Senate Bill 23, introduced by state Sen. Liz Brown (R-Fort Wayne) in January, would repeal a 1991 law prohibiting private employers from requiring abstinence from tobacco use at home as a condition of employment.
Referred to as the Smokers’ Bill of Rights, the law also prohibits employers from treating tobacco users differently from others when setting “compensation and benefits, or terms and conditions.” Twenty-eight other states have similar employment protections for tobacco users.
The committee has not scheduled a hearing for the bill.
Questions Reasons for Intrusion
Aeon Skoble, a professor of philosophy at Bridgewater State University and a policy advisor for The Heartland Institute, which publishes Budget & Tax News, says people’s legal leisure activities shouldn’t matter to their employers.
“It’s hard to see what an employer’s interest is in making sure that none of her employees have a cigar on Saturday night,” Skoble said. “On the one hand, private employers should have broad leeway to dismiss employees, and certainly if your company’s policy is nonsmoking, it could be appropriate to fire someone for smoking on the job, but it is not consistent with the spirit of liberty for the employer to have that level of interest in what you’re doing outside of work.”
‘Bigotry and Hatred’
Christopher Snowdon, director of lifestyle economics at the Institute of Economic Affairs, says governments are a major source of anti-tobacco agitation.
“There is a great deal of bigotry and hatred towards smokers in present-day America, much of which is deliberately fomented by the government,” Snowdon said. “The repeal of the Indiana legislation would send out a message that smokers should be discriminated against.
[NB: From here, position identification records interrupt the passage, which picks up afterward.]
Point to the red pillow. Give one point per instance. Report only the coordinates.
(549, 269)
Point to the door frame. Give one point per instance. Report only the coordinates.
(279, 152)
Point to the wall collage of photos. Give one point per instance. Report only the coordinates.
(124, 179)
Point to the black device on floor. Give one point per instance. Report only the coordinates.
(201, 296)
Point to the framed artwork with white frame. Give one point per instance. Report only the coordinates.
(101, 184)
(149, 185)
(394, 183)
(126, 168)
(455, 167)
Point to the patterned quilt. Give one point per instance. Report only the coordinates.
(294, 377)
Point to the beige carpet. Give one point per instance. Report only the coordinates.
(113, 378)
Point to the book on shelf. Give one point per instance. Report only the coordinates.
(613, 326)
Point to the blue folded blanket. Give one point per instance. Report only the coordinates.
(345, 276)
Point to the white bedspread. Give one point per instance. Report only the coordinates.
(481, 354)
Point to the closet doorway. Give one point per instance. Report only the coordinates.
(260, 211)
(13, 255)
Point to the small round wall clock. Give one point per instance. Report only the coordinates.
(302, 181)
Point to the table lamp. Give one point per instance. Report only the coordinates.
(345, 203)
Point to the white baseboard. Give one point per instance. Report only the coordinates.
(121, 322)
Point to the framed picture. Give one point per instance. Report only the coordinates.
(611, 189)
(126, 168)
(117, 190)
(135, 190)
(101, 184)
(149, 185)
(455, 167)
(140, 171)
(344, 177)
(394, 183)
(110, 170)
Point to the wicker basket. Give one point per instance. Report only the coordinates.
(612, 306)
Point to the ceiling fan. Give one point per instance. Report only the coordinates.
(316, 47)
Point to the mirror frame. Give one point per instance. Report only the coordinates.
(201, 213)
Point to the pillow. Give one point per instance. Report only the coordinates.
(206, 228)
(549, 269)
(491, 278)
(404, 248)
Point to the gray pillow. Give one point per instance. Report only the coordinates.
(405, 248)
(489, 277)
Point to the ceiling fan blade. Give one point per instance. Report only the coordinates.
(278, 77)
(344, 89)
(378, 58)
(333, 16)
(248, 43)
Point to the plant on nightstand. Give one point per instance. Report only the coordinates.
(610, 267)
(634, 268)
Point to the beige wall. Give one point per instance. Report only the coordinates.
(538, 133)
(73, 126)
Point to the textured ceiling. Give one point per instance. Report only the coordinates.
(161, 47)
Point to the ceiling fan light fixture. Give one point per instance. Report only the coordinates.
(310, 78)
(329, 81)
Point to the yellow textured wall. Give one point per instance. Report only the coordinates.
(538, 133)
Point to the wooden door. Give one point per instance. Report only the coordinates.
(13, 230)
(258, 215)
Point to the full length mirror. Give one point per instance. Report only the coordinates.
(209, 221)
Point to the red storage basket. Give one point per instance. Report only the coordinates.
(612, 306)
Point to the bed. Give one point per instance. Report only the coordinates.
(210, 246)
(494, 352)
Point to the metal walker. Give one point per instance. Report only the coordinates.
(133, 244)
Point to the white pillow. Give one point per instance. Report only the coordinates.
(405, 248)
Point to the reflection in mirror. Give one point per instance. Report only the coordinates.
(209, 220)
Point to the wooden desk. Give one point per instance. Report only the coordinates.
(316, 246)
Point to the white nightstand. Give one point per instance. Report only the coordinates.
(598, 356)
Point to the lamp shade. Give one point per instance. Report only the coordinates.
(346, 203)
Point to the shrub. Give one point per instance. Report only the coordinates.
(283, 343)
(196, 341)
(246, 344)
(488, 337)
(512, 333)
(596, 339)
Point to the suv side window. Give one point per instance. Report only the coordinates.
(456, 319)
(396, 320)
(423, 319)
In practice, it will not only be cigarette smokers who are penalized, but those who consume any form of nicotine, because the only thing you can test for is nicotine in the bloodstream or urine.”
‘Big Brother-ish Impulses’
Off-duty tobacco-use protections balance competing interests and rights, Skoble says.
“Laws such as the so-called Smokers’ Bill of Rights are probably a useful corrective to the Big Brother-ish impulses that are all too common in today’s society,” Skoble said. “As a general rule, I am not comfortable with the government telling employers how to run their businesses, but a lot of discrimination is actually fostered by government in the first place. Laws like this might encourage employers to think twice about engaging in discrimination based on non-work-related criteria.”
Skoble says workers should be judged on their work, not their pastimes.
“Employers should be basing personnel decisions on work-related criteria,” Skoble said. “Would it be appropriate to dismiss an employee for getting a cocktail after work, for eating meat, for watching too much television, for voting third-party, or for interfaith marriage?”